Window and Balcony Safety

13
Mar

 

With the Spring now approaching and the weather warming up we provide advice on assessing window and balcony safety.

Whilst it is appreciated that during the warmer months guests will want to aid ventilation and access  balconies it is important to ensure that this is achieved without compromising safety.

It is imperative that as a business you make a precautionary judgement as to the safety of windows and balconies. This is a health and safety obligation and should be facilitated through the completion of a risk assessment.

If windows and balconies are designed in the same way through out a building then a general assessment may be sufficient identifying potential hazards such as persons or objects falling, evaluating the likelihood of this happening and detailing how controls help reduce it further.

If, however, building design / age means that window styles vary specific assessments may be required for specific areas.

It can be extremely costly to eliminate the hazard associated with windows and balconies and would require securing openings and major investment in air conditioning equipment. This is generally an unreasonable investment to expect to have to make. A risk assessment, however, with sensible and proportionate controls is not.

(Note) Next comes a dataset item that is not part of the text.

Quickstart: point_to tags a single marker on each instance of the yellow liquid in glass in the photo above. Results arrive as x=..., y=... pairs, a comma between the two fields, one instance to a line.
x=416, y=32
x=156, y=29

It just takes one incident such as the fatal ‘planking’ accident in Queensland, Australia this week to bring the eyes of the media onto your business even if the building integrity is sound and management procedures are in place.

 Factors to consider when evaluating risk associated with windows and balconies:- (the list is not exhaustive)

  •  The height above ground level of the window / balcony.
  • The integrity and condition of the window / balcony fabric
  • The positioning of furniture / planters near windows / balconies which have the effect of lowering the balcony height.
  • The level of supervision / management control in the vicinity of the window / balcony
  • The efficacy of a smoking policy. (does this give rise to unauthorised smoking in areas that compromise safety?)
  • The nature of the clientele – families, children, students. Behaviour patterns and alcohol / substance abuse.
  • Existing levels of signage / information on safe use.
  • Maintenance / housekeeping checks and records.

 

Action recommended

 Complete or review separate risk assessments on the use of windows and (where applicable) balconies

  • Ensure that window restrictors are fitted correctly on windows that could be a risk if open. It is recommended that windows open no more than 100mm.(10cm)
  • Ensure that there is a method in place for checking that the restrictors are operating effectively. Housekeeping staff should have this on their room servicing checklist.
  • Balconies must meet building regulation requirements with a handrail of 1.1m, infill to avoid objects falling and designed to inhibit climbing on horizontal sections.